Former UC student named NZ’s young engineer of the year

A former University of Canterbury (UC) student has been named New Zealand’s young engineer of the year.

Ben Hayward, who works for Fulton Hogan in Christchurch, received the award tonight at the New Zealand Engineering Excellence Awards gala dinner in Auckland.

The award recognises the achievements of a young engineer who has contributed significantly not only to the engineering profession, but also to the wider community.

Hayward recently worked on a $115million Christchurch motorway project and was promoted to construction manager as the project progressed from design to construction.

This big project was completed on time, to budget and with an exemplary safety record. This achievement is all the more remarkable given the need to split the project to free staff for urgent work associated with the Christchurch earthquakes.

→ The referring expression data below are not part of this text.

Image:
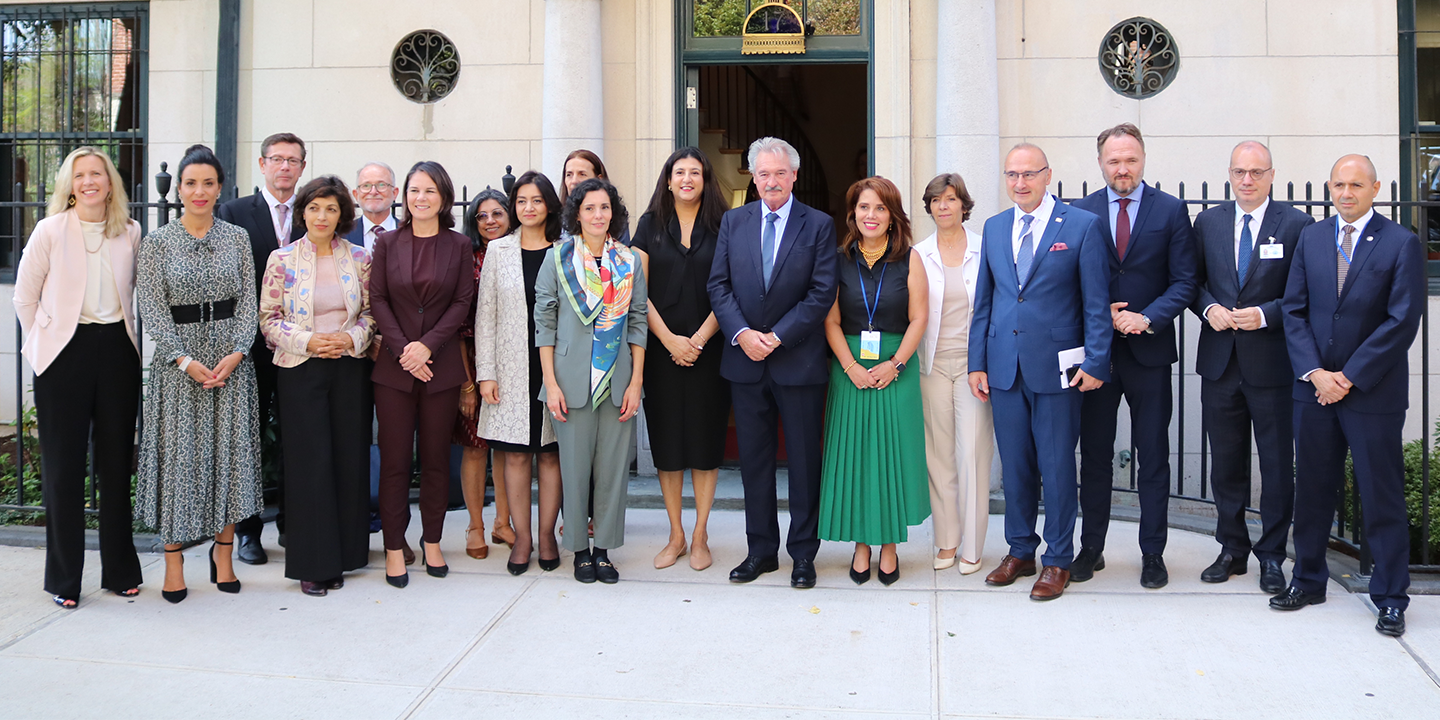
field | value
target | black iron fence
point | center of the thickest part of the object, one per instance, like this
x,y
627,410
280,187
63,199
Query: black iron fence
x,y
1347,534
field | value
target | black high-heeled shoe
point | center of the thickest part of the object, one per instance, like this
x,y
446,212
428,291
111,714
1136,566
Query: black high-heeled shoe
x,y
860,578
234,586
174,596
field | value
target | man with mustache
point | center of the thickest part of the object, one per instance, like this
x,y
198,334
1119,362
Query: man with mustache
x,y
1352,307
1152,280
771,287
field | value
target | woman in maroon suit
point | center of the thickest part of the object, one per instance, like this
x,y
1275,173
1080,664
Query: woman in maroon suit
x,y
421,285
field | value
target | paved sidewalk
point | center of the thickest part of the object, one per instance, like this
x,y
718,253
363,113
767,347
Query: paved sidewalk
x,y
683,644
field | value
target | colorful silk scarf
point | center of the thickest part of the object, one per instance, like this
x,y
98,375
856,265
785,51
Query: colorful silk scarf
x,y
601,295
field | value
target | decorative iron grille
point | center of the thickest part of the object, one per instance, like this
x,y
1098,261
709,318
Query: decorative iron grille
x,y
1138,58
425,66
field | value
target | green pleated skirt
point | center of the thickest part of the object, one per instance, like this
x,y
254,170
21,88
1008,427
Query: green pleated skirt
x,y
873,480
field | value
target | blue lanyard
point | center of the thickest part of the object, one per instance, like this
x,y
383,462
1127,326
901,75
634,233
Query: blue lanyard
x,y
870,311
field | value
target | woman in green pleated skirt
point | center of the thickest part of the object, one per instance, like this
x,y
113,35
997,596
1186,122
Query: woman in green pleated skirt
x,y
874,483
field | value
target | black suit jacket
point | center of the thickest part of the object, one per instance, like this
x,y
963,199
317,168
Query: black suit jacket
x,y
1158,274
1262,353
252,213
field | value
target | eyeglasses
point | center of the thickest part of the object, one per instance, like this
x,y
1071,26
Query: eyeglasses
x,y
1028,176
1237,174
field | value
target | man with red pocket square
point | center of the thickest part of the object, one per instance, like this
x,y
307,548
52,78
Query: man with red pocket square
x,y
1152,280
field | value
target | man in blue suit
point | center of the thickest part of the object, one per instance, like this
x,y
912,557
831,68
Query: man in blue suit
x,y
1043,288
1352,307
1152,280
1244,252
771,285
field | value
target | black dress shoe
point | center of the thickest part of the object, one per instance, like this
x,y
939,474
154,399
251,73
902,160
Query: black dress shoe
x,y
752,568
248,550
1223,568
1295,598
1152,572
1086,563
804,573
1272,578
583,568
1391,622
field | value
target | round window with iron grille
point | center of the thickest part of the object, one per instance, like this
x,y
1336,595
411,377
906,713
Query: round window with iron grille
x,y
1138,58
425,66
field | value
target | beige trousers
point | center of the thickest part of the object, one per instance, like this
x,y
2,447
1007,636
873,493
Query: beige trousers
x,y
959,447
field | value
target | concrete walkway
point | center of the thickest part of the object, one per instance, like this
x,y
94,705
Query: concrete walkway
x,y
683,644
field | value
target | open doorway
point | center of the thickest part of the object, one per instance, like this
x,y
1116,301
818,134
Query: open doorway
x,y
820,108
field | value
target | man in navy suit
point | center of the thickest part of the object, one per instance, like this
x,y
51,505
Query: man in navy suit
x,y
1152,280
771,285
1352,306
1244,251
375,192
1043,288
267,216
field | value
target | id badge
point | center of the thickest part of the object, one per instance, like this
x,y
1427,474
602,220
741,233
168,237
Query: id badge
x,y
870,344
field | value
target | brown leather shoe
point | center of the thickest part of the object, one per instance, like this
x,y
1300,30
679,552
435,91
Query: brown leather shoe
x,y
1010,568
1050,585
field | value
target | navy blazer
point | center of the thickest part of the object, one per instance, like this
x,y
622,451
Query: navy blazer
x,y
1158,274
1262,354
1365,331
801,293
1066,303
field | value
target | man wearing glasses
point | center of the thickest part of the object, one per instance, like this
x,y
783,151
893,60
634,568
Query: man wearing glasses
x,y
375,193
1244,251
1152,280
270,218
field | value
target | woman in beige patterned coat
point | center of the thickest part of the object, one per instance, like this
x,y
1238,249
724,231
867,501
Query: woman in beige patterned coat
x,y
507,366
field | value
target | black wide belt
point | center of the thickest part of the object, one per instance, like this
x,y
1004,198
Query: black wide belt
x,y
203,311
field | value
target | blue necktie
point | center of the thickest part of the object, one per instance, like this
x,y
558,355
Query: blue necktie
x,y
768,248
1027,249
1246,245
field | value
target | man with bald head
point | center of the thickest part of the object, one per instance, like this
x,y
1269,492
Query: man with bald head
x,y
1352,306
1243,252
1043,288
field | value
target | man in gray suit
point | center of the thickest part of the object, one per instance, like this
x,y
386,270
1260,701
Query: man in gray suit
x,y
1243,251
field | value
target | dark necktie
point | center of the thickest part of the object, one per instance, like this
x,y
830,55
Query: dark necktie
x,y
1342,258
768,246
1246,245
1122,228
1027,249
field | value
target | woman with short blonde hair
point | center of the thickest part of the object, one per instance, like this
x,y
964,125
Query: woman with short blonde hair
x,y
72,295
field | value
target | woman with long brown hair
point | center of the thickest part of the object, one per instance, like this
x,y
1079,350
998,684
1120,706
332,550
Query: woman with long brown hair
x,y
873,481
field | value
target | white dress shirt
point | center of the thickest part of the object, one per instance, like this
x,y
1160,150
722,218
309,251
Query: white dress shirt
x,y
1037,226
282,239
370,229
779,234
1256,218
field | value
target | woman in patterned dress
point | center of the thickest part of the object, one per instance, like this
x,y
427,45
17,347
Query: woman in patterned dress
x,y
200,452
486,221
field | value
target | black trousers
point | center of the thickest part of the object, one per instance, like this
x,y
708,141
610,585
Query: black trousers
x,y
1231,408
324,408
90,392
265,385
1148,393
759,408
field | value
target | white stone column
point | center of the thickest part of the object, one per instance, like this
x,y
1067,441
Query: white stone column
x,y
573,104
966,101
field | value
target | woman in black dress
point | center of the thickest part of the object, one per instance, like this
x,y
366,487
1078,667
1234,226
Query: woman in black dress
x,y
507,366
687,403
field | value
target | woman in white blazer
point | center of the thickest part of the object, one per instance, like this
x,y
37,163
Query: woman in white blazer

A chartered professional engineer, Hayward received a masters degree at UC and has been with Fulton Hogan since 2004.

UC lecturer Dr Mofreh Saleh tutored Hayward in 2004 during a pavement engineering course. Dr Saleh said Hayward did his honours project under his supervision.

``He did quite well in the both the pavement course and in his honour project and he received an A in the course and he was ranked the second in his pavement class. I found him quite diligent and was a self-motivated student.’’

Award judge Laurence Zwimpfer said they gave the award to Hayward because they wanted someone `who was a role model for other young engineers’.

Hayward’s communication experience was put to the test in October as the four young engineer of the year finalists were required to make project presentations to a crowd of more than 70 fellow engineers in Auckland. Audience members voted anonymously for the best presentation and the scores were added to the final tally.

Three of the four finalists were UC alumni and two of them are currently working in Christchurch – Hayward and Matthew Bishop. The other UC graduate in the finals was Gina Waibl.

Bishop founded his Christchurch mechanical engineering consultancy BVT Mechanical Engineering in 2009. He is heavily involved with the Christchurch rebuild, including contributing to the structural design for the new AMI Stadium, lifting, demolition and drainage.